Edit distance explanation

Question 1

The matrix contains [at the end] the edit distances between all the prefixes of word1 and all the prefixes of word2.

d[i][j] = edit distance between word1[0..(i-1)] and word2[0..(j-1)]

You are interested in d[l1][l2]. In general, to compute d[i][j], you need to look at the three smaller neighbours d[i-1][j], d[i-1][j-1] and d[i][j-1]. So transitively, d[i][j] requires all entries where at least one coordinate is smaller than i respj (and the other not larger). The exception is when two characters word1[i-1] and word2[j-1] are equal, in which case you only need the diagonal smaller neighbour.

If you first fill the matrix with -1 to indicate the corresponding edit distance between the prefixes has not been evaluated, and recursively calculate d[l1][l2], using the cached value of a needed d[i][j] if it has already been computed, computing it recursively and storing its value if not, some regions of the matrix may remain untouched. Possibly large regions if there are many pairs of equal characters [only the diagonal will be evaluated if the two words are equal], only small regions if any if there are few pairs of equal characters.
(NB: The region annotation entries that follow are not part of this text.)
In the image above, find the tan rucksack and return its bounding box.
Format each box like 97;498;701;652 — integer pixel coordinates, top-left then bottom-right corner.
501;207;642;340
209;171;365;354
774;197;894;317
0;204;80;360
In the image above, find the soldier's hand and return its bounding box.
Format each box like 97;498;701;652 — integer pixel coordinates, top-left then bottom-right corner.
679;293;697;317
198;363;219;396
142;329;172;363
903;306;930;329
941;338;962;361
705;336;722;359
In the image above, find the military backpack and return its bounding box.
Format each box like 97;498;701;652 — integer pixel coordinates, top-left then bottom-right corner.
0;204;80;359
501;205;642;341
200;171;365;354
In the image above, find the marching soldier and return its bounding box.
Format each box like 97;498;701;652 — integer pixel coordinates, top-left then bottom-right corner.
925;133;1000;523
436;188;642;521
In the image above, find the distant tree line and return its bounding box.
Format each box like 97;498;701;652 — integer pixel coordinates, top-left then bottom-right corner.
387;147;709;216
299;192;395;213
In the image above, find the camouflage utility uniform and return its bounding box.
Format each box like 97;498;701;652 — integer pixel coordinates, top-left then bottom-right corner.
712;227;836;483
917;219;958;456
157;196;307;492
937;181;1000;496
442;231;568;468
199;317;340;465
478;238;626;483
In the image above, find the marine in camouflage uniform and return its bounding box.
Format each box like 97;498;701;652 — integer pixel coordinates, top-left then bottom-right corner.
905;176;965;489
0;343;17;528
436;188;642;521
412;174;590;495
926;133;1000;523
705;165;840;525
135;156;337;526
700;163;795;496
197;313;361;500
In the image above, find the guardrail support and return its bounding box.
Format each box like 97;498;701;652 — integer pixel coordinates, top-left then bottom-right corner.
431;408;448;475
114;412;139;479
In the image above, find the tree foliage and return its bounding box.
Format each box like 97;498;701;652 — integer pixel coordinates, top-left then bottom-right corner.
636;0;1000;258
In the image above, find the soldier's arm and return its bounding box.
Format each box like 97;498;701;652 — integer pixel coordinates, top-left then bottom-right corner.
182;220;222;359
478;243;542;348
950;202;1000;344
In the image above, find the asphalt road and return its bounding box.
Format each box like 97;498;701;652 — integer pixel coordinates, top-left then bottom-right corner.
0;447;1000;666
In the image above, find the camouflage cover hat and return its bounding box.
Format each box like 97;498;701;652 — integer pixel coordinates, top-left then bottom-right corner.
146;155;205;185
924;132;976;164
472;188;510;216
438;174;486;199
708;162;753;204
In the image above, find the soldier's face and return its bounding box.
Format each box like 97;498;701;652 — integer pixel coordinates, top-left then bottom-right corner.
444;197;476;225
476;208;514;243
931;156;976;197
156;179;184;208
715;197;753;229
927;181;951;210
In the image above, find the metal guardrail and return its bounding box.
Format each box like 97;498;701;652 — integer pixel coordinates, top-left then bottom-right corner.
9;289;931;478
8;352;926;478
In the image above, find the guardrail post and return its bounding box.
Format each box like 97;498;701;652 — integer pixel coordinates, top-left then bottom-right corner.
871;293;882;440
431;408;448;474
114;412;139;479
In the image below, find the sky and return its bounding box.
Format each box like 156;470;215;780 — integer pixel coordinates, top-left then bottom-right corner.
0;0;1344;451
In the generic case, most of the matrix is needed to compute d[l1][l2], so then it is faster to compute the matrix completely using the simple algorithm than to recur and compute only the actually required values.

If you don't store the values for the shorter prefixes, since they are transitively required to compute d[i][j], they would have to be recalculated for each way d[i-a][j-b] is reached from d[i][j]. Since d[i-a][j-b] can be reached in many ways from d[i][j], that would cause a lot of recalculation leading to a grossly inefficient algorithm in general.
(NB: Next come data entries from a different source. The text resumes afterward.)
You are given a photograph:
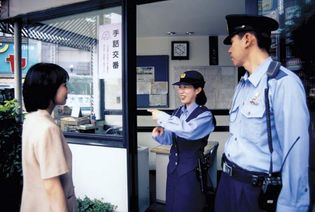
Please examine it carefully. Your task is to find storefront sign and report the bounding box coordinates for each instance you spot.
[99,23,122,79]
[0,43,39,75]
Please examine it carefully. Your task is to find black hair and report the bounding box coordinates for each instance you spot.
[193,85,207,105]
[23,63,69,112]
[237,31,271,54]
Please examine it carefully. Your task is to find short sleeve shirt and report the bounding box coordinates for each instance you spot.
[21,110,76,212]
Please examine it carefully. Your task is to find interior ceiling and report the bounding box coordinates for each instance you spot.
[137,0,245,37]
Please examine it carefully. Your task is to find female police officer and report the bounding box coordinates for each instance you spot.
[148,71,214,212]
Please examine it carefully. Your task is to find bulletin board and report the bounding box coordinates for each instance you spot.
[136,55,169,108]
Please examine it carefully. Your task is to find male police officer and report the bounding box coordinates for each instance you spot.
[215,15,309,212]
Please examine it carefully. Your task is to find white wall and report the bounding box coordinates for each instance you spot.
[137,36,233,109]
[137,36,233,170]
[69,144,128,212]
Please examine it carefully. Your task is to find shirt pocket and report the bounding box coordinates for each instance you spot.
[240,102,267,143]
[229,105,239,122]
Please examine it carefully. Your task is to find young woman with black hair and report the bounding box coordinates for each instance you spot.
[148,71,215,212]
[21,63,77,212]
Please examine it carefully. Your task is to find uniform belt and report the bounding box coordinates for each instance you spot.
[222,155,280,186]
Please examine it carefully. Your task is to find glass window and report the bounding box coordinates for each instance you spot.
[23,7,123,137]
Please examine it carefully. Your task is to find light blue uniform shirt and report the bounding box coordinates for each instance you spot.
[224,57,310,212]
[154,103,214,144]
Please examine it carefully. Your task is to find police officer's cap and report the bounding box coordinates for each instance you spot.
[223,14,279,45]
[173,71,205,88]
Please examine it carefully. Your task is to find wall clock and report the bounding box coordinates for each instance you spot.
[172,41,189,60]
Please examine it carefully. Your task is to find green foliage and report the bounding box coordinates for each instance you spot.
[77,197,117,212]
[0,100,22,181]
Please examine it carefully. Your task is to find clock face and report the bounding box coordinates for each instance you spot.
[174,43,187,57]
[172,41,189,60]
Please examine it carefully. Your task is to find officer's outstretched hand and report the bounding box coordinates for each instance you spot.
[147,109,161,120]
[152,127,164,137]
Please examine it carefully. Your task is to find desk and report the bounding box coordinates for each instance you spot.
[151,141,219,203]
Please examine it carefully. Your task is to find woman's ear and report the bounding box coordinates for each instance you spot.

Since the computation for each row only uses the previous row, you could do with just two arrays of length min{l1, l2} + 1 to save some memory, but unless the words are really long, it doesn't make a big difference, and the code is simpler with the full array.

Question 2

Your code is calculating the Levenshtein distance using dynamic programming.

The array d will ultimately contain the solution to various sub-problems, where d[i][j] is the distance between the first i letters of the first word and the first j letters of the second. There is a relationship between d[i][j] and the entries d[i-1][j], d[i][j-1] and d[i-1][j-1]. The algorithm calculates the entries of the table in such a way that required sub-problems have already been calculated (this is the dynamic programming part).

Question 3

The code could be difficult to understand but here are some tips:

Edit distance between any pair of characters in two string is at least edit distance of all the character pairs which has been compared before them. e.g when comparing two string abc and ade when you reach at stage comparing c and e you are sure that the edit distance of the two strings is at least going to be the minimum edit distance found so far (1 in this case)
If two characters being compared are not equal, edit distance is going to increase by one, signifying replacement. So if you know the edit distance of the string before the comparison, you can add 1 to it depending upon whether the characters are equal or not.

Armed with these two facts,

position[i, j] is the edit distance for consideration

position[i-1,j] would be the total edit distance of the string so far if ith row element did not exist (signify insertion cost)

position[i,j-1] would be the total edit distance of the string so far if jth column element was removed (signify deletion cost)

position[i-i,j-1] would be the min edit distance calculated so far for all previous elements

position[i,j] is then calculated by taking minimum of all three possibility and adding current decision.